The usual case was "please back us out". They wanted to abandon the new ("3.0") deployment and wanted to go back to having everyone on the old ("2.0") version. Initially, this involved us running another series of step commands by hand with delays in between. After we had done this a few times, it turned into an "exception pacer" tool which would do it for us.
The "epacer" had similar limits on how fast it would do things, and it would safely bring them from 12% down to 0% while the rest of the push continued. When it finally reached 0, we'd flip the config around to remove 3.0 from the catalog completely.
That is, it would go from this...
package < name: foobar old: 2.0 new: 3.0 override_phase: 0 >
... to this ...
package < name: foobar old: 2.0 new: 2.0 override_phase: 0 >
... to this:
package < name: foobar old: 2.0 new: 2.0 >
This was a deliberate two-update process intended to avoid the kind of "glitches" you learn about in the world of electrical engineering. Even though the updates should have been atomic and we should have been able to flip two fields at a time, this was easier to reason about and safer in the long run.
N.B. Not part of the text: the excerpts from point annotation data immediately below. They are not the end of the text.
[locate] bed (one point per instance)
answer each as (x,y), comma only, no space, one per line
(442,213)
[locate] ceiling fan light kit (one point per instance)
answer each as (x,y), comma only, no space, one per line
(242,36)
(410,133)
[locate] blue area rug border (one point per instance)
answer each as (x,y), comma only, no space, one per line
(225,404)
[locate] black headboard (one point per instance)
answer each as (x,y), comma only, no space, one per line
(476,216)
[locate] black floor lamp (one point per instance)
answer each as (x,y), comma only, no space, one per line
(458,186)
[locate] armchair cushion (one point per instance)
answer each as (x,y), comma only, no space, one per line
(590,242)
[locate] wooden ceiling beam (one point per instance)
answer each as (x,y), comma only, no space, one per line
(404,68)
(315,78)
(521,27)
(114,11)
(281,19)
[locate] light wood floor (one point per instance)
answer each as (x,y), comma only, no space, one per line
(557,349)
Also, it was work the computers did, not us, so it didn't cause us any particular drama beyond the work required to write the code the first time.
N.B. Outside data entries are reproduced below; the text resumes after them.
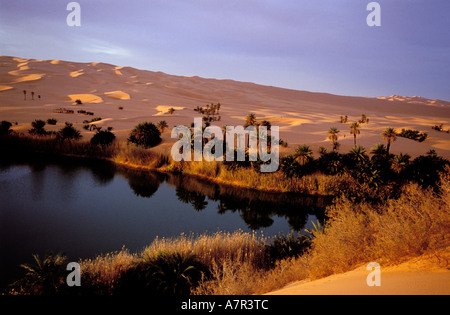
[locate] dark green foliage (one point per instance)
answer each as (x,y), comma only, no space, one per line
(287,246)
(165,273)
(45,276)
(289,166)
(425,169)
(413,135)
(68,132)
(146,135)
(38,128)
(103,137)
(51,121)
(4,128)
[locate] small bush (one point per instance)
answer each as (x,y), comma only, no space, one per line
(4,128)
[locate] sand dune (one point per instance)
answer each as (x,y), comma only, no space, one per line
(118,95)
(303,117)
(5,88)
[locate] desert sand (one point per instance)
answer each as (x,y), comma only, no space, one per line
(124,97)
(418,276)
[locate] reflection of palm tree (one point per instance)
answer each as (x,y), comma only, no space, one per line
(162,125)
(144,185)
(196,199)
(354,130)
(390,136)
(47,275)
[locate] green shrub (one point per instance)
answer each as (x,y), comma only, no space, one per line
(146,135)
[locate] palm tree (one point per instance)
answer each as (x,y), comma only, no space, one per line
(378,150)
(358,153)
(400,162)
(390,136)
(161,125)
(266,123)
(303,154)
(38,128)
(333,137)
(250,120)
(68,132)
(354,130)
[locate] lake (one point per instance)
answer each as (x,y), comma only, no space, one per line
(86,208)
Usually, teams would sit out the rest of the push and would try again when the cycle began again. We would ask them to go through the usual "open a SEV and figure out what went wrong" process. The idea was that while we'd help you out and keep everyone stable and happy, you couldn't just keep having failed releases. Any team that kept needing to roll back releases would eventually bring the "Eye of Sauron" upon it in the form of senior engineers and upper management looking in to find out why they couldn't roll out halfway decent code. This didn't happen often, but the implication that it could happen tended to keep people honest and caring about quality.
Naturally there was more to this system, but the details are subject to diminishing returns on the general interest to people reading about it now. We had changed the way people looked at how releases were done for infra-level plumbing code, and we stopped a great many nasty things before they could have taken the whole site down.
The best part was that this was done by a bunch of engineers who wanted to solve a problem. There was no manager leaning on us to make it happen. Nobody was screaming at teams to make them get on board. Indeed, other teams tended to hear through the grapevine that there was something that would take over their push and would deliver them to 100% of the fleet safely and sanely and with tons of oversight. All they had to do was hand over a release candidate version string before the push started, and it would "board the train" and go out shortly thereafter.
Was two weeks a long time? Of course it was. But, this was middleware plumbing stuff, not the actual services and not the OS. Two weeks was actually really fast for some of these teams. The teams who were already operating at faster rates didn't need us. We were all about picking up the very bottom tiers to get them to a place where they were part of the solution and not part of the problem.
In that sense, we succeeded. Had we kept at it, we intended to write a faster cadence which would deliver to 100% in just a week. We also intended to have a fully continuous push which would step its way up from 0% to 100%, would sleep a little bit, and would then grab a fresh set of packages and go again, all without human involvement.